My father would do that when I was a teenager and later when I'd show him some of the drawings I'd done as an adult. But that's what fathers do.
And there's no gate keeper judging me in terms of whether I get paid or whether anybody else gets to see my work or even whether I'll get more work from them. So there's none of the pressure I feel -- regardless of how much I like my work -- as a professional or a poet. When I paint, it's my time for me. It relaxes me, and that's good for my blood pressure and my soul.
Just me, thinking about what I see.
But something more happened with this painting. Something I hadn't expected.
When I work with watercolor, I do a painting, sometimes two paintings, in an evening--most of which paintings I don't keep. But it took me weeks to do this first acrylic. That's partly because I wasn't sure all the time what to do next and partly because of time. It was also partly because I wanted to think about what I was doing and about the mistakes I made so I could learn from this experience.
My "studio" is set up in a section of my office, which occupies the entire third floor of our house. The table where the easel sits is about fifteen feet away from my desk. The whole time I was painting the picture, the canvass stayed where, as I worked during the day, I could simply turn and look at it any time I wanted. I also saw it whether I wanted to or not whenever I'd get up from the desk or simply turn in my chair to think about the next paragraph or prospecting letter.

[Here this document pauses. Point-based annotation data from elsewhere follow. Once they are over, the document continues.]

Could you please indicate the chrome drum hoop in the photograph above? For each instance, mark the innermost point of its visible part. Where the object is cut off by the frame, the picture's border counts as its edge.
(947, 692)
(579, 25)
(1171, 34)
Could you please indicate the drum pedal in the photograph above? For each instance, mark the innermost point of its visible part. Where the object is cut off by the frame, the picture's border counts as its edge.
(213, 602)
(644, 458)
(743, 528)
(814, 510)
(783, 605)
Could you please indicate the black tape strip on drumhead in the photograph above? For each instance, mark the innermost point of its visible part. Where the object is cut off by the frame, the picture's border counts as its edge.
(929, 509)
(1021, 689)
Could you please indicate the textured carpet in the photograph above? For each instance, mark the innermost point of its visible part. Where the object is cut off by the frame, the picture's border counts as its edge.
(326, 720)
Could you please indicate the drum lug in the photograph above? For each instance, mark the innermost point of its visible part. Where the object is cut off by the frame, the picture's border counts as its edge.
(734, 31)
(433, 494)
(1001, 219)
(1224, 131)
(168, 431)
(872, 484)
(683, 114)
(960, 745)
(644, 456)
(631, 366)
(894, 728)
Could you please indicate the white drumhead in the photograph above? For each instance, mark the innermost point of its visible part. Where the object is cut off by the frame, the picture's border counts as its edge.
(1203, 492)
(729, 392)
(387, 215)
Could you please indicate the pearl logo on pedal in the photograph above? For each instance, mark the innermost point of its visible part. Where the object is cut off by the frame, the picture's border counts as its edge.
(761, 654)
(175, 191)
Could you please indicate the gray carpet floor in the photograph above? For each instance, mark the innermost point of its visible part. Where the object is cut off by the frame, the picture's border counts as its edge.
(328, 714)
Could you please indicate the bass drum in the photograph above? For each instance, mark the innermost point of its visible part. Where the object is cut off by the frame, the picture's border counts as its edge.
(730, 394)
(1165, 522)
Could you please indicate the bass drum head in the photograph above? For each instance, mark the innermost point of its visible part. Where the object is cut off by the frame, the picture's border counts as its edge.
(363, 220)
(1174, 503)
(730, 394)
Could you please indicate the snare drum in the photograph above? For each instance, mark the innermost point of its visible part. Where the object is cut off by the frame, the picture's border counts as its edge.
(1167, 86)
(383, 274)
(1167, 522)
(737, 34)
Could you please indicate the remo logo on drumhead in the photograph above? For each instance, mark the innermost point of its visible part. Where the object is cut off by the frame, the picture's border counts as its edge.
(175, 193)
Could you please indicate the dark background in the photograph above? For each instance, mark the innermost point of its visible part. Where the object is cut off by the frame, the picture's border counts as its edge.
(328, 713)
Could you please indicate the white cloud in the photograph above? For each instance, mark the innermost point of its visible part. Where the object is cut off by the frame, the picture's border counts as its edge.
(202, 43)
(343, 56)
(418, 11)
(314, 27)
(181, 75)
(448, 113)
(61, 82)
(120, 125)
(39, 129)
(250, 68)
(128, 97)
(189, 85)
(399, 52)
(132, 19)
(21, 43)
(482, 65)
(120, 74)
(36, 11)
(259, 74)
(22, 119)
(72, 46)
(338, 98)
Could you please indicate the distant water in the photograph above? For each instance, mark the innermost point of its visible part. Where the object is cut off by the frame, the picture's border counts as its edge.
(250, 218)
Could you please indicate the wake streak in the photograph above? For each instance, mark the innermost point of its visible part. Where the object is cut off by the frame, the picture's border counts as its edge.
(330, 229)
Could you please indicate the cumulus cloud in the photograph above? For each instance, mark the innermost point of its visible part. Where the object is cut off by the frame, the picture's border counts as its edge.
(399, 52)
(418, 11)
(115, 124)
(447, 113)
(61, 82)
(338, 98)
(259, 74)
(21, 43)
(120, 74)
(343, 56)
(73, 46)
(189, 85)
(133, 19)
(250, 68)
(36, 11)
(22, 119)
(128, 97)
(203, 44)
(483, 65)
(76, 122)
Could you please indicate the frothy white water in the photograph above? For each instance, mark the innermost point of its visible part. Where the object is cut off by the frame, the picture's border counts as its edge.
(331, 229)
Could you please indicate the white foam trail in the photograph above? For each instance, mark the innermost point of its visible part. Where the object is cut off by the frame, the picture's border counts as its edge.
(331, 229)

Every time I saw the picture, I saw something different. The mistakes I made, I would stare at for days. I was clueless how to fix them. But when I would figure it out, just by looking at the painting so often I would wonder whether I could mix the colors again so that the correction would fit with what's there. Then, I would simply look at the painting and know what to do. Sometimes I'd get up from my desk right then and spend maybe 10 minutes painting, clean up, and go back to my desk and back to work.
A couple of days ago, I figured out how to do a key part of the picture I was having trouble with. At dinner that evening, I asked S if she wanted to see what I was doing. When she said yes, I went up and brought the painting down. I was excited and started explaining what I'd done that day but soon began chronicling the entire process I'd gone through. I'd point to something in the picture and talk about how I did it or about a mistake I'd made and what I'd done to fix it or how the mistake had actually worked out better than what I had intended to do. And I'd explain what I had learned from that and what I would try to do with the next picture.
As I explained these things I realized something. I was looking at the picture the way my father looked at pictures -- his own and his students. I was solving problems in one of two ways. I was either calling on the advice and critiques he had given me over the years, or I was solving them with what I remember seeing him do or hearing him talk about doing while I watched him paint.
Sure. My painting is for me, and I'm learning about painting and about seeing. But a big part of why I like it is I'm also learning about my father's painting.